Ethical Issues That Impact the Personal Selling Process

Instructor: Kat Kadian-Baumeyer

Kat has a Master of Science in Organizational Leadership and Management and teaches Business courses.

Many people enjoy working in sales because of the autonomy to make decisions, leverage deals, and satisfy customers. However, with freedom comes the responsibility to act in ethical ways.

Ethics and the Salesperson

When John Jacobsen started his job at Cosgmere Consulting, Inc., he was handed a list of clients and a company credit card. That very afternoon, Jacobsen wrangled up his friends and celebrated at a local watering hole. When the check came, Jacobsen considered paying with the company credit card, but it occurred to him that it would not be ethical to use Cogsmere's credit card for personal expenses. Jacobsen decided to do the right thing, and paid with his own money. Jacobson's ethical behavior will pay off. That means doing what's morally right and just.

This brings us to some of the common ethical issues that salespeople face in their professional lives, which can include:

  • Misuse of company credit cards or expense accounts
  • Reporting inaccurate work hours
  • Inflating sales data, number of contact calls made, or sales history
  • Accepting kickbacks
  • Giving lavish gifts in exchange for business
  • Engaging in high pressure or predatory sales

Let's discuss each of these.

Corporate Credit Cards, Hours Worked, and Sales Data Issues

Some salespeople aren't as wise as Mr. Jacobsen. Misusing a company credit card or expense account means using the company's funds to go out to dinner, see a show, or stay at a hotel. It could even mean bringing a spouse or friend on a business trip without permission. When an employee completes an expense report, he is essentially attesting to the validity of the purchases he made throughout the period. If a dishonest salesperson slips a non-qualifying receipt past the bookkeeper, the company loses money.

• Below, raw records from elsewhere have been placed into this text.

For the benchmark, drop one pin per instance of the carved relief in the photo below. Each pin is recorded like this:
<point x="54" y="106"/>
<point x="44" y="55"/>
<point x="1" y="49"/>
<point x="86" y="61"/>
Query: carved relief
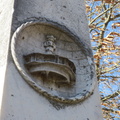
<point x="50" y="61"/>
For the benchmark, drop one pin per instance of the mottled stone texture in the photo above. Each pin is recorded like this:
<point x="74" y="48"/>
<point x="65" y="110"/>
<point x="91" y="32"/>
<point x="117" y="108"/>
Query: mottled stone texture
<point x="20" y="101"/>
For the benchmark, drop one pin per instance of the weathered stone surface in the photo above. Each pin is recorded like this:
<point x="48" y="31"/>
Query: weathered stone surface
<point x="20" y="101"/>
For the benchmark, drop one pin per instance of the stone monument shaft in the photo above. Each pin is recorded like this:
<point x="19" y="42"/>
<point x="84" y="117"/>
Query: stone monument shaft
<point x="48" y="68"/>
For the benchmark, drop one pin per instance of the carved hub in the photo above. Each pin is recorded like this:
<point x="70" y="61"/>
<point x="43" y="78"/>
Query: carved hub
<point x="53" y="61"/>
<point x="51" y="68"/>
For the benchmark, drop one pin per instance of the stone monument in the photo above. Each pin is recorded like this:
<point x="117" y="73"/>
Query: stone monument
<point x="48" y="68"/>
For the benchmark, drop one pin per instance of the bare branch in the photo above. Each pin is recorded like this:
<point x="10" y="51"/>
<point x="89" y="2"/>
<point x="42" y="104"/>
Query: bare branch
<point x="110" y="96"/>
<point x="102" y="13"/>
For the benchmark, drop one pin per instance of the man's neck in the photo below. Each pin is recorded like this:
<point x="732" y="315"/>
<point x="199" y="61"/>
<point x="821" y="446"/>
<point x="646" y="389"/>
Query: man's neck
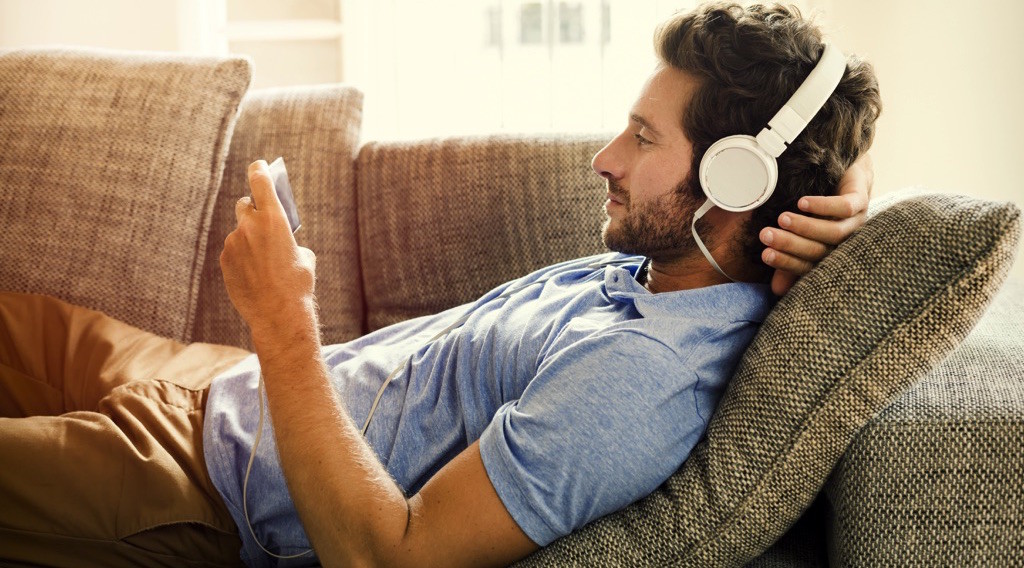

The same goes for reporting inaccurate work hours. For many salespeople, the job leaves plenty of time away from direct supervision. Salespeople may be assigned a territory that crosses state lines or even takes them out of the country. With all of that freedom, it may be tempting to take a few hours to oneself to explore and enjoy a new city, but this would be theft of time. The company expects that you will continue to work your regular schedule even though you are not in your usual location. Taking the time to discover the best café or the tallest building takes the salesperson away from the purpose of the trip, which is to sell!

The salesman who cuts out early to grab a sightseeing bus will have to account for his time somehow. He may inflate hours worked on his time card. Who would know? Probably nobody, but the employee would be telling a lie. Even if nobody ever found out about the afternoon jaunt to the national park, the salesperson would have to report back to the boss about his day. He may be able to explain the hours away, but how can he explain the limited amount of contacts he made? He probably couldn't, which may lead the salesperson to inflate the number of contact calls. Since nobody was watching, the salesperson can exaggerate the number of calls he made so that he looks busier than he was. But if he does that, he is not tapping into the customer base that he should, and the company may lose business to a competitor.

Kickback and Gift Issues

A desperate salesman may be tempted to accept a kickback for striking the right deal. A kickback is when a salesperson offers a good deal in exchange for something of value, like a vacation or a gift certificate to a fancy restaurant. What makes this wrong, you ask? Well, by giving one customer a better deal than another in exchange for a kickback, he is not treating every client fairly.

Giving a gift in exchange for business is just as unethical. If you've ever worked in an office, you know that it is common for salespeople to arrive with fruit baskets, candy, or other gifts as a way of saying thanks for the business. There's nothing wrong with that, but it becomes unethical when the salesperson gives the gift in exchange for a business deal. Just like accepting a kickback, giving certain clients a personal incentive to buy from the company creates an unfair competitive edge for the customer on the take.